Almost wholly flying insects, in breeding season, especially flies and aphids. Prey taken almost entirely by aerial pursuit, though many reports of birds feeding while perched on ground or trees-also from walls, rock faces, and reeds.

This species has a large range, with an estimated global Extent of Occurrence of 10,000,000 km². It has a large global population, including an estimated 20,000,000-48,000,000 individuals in Europe (BirdLife International in prep.). Global population trends have not been quantified; there is evidence of population fluctuations (Turner and Rose 1989, Snow and Perrins 1998), but the species is not believed to approach the thresholds for the population decline criterion of the IUCN Red List (i.e. declining more than 30% in ten years or three generations). For these reasons, the species is evaluated as Least Concern. [conservation status from birdlife.org]

Breeding starts May-April in North-West and Central Europe, May-June in northern and North-East Europe. Nest site, most frequent on outer walls of buildings, under caves or other overhang, also under bridges, culverts, etc, natural sites are on cliffs and outcrops, coastal and inland, also under overhangs.
Colonial bird with a nest half-cup of mud pellets, down, feathers, and other light material. Cup formed against vertical wall and overhanging 'roof' with small oval entrance at top. Building by both sexes though male more active at start. Clutch size 6-8 eggs, incubation period 14-16 days done by both sexes.

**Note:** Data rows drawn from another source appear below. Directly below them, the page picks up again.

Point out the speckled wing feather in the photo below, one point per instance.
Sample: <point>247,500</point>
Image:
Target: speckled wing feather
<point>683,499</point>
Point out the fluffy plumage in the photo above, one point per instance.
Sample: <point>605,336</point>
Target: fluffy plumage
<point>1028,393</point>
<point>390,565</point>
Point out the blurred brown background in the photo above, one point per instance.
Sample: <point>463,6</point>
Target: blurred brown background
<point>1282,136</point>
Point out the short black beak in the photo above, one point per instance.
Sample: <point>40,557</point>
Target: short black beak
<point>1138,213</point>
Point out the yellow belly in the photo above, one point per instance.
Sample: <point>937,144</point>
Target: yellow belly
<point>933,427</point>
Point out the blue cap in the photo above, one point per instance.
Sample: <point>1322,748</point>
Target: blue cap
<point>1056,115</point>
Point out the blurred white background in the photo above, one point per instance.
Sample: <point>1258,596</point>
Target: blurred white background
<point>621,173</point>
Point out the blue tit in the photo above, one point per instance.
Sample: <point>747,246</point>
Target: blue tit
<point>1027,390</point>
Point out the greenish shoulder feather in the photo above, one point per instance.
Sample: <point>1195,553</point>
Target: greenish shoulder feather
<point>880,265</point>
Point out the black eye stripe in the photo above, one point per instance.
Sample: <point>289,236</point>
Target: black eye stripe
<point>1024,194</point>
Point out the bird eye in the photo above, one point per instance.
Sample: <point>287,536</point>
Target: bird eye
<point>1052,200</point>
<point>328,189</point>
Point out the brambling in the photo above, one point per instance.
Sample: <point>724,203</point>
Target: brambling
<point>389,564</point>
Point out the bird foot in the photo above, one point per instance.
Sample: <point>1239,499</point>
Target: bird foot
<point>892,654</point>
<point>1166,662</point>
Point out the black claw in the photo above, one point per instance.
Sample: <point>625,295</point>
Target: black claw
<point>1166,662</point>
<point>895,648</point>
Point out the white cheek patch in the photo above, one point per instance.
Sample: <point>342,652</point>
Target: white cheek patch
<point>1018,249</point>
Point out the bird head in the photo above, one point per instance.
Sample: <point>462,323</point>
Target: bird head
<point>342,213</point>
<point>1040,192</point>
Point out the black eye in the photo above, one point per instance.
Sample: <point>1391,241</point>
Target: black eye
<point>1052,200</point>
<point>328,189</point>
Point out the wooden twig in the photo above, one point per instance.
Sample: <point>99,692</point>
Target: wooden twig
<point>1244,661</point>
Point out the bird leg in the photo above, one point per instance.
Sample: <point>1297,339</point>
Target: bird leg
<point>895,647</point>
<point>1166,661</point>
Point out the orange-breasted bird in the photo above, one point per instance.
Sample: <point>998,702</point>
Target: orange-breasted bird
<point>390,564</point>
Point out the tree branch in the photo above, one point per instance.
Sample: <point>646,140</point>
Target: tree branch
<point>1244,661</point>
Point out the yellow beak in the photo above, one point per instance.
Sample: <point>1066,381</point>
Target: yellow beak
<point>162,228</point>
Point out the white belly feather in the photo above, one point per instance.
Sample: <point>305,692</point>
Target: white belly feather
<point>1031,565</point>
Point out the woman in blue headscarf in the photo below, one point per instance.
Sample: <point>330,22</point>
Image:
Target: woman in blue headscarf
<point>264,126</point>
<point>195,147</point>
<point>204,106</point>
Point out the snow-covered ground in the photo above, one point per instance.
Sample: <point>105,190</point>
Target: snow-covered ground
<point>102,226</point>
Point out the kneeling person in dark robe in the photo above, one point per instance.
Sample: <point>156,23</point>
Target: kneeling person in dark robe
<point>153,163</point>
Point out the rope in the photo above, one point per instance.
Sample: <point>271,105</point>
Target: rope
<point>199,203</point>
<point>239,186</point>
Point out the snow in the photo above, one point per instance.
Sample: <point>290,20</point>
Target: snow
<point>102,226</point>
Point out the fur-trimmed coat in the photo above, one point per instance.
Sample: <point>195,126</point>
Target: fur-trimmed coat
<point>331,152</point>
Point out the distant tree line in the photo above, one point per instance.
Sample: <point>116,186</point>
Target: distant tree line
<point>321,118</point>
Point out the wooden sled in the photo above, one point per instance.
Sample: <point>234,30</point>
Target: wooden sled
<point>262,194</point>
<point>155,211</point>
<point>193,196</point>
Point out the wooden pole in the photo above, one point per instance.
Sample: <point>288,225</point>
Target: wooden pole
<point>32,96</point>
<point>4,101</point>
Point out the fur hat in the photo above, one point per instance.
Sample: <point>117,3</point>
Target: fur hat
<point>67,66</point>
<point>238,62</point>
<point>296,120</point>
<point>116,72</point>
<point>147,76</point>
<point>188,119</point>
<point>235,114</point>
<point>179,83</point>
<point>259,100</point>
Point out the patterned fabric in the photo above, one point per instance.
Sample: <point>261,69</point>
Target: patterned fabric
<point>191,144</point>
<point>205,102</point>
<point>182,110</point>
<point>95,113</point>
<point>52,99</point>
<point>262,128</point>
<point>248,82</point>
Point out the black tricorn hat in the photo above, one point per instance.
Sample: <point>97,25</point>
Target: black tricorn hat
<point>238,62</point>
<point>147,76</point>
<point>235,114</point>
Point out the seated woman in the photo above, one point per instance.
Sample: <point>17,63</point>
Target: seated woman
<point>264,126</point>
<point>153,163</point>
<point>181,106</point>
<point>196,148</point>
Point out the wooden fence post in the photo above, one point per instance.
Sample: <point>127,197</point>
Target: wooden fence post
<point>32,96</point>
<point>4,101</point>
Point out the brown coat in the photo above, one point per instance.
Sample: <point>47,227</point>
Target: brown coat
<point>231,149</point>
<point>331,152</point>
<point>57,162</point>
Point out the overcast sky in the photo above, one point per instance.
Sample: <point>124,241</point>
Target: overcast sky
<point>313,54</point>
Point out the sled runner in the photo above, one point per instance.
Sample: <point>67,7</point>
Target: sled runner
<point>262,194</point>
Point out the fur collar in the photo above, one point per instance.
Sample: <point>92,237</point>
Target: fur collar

The winter range covers Africa south of the Sahara, India and southeast Asia. The nominate race winters predominantly throughout Africa south of the Sahara, but there are also winter records from India, mainly on the western side. The eastern race winters in southern China, Burma, Thailand and Indochina, and has been recorded in Sakhalin in Japan. A few House Martins winter in North Africa, and there are occasional winter records in Europe, including Britain. The autumn migration takes place on a broad front south through Europe and Asia to the winter quarters; the peak of migration is from the end of August to the beginning of October in western and central Europe, later in southern parts of the range. The main return to the breeding grounds is in April and May. In its winter quarters this species is usually seen in small flocks; it is a less conspicuous winter visitor than the Barn Swallow, partly because it is mor nomadic and flies at greater heights. Vagrant House Martins are known over a wide area, including the Azores, Bermuda, Ascension Island, Cape Verde Islands, South Georgia, Nepal, Maldives, Iceland, Greenland, and western Alaska.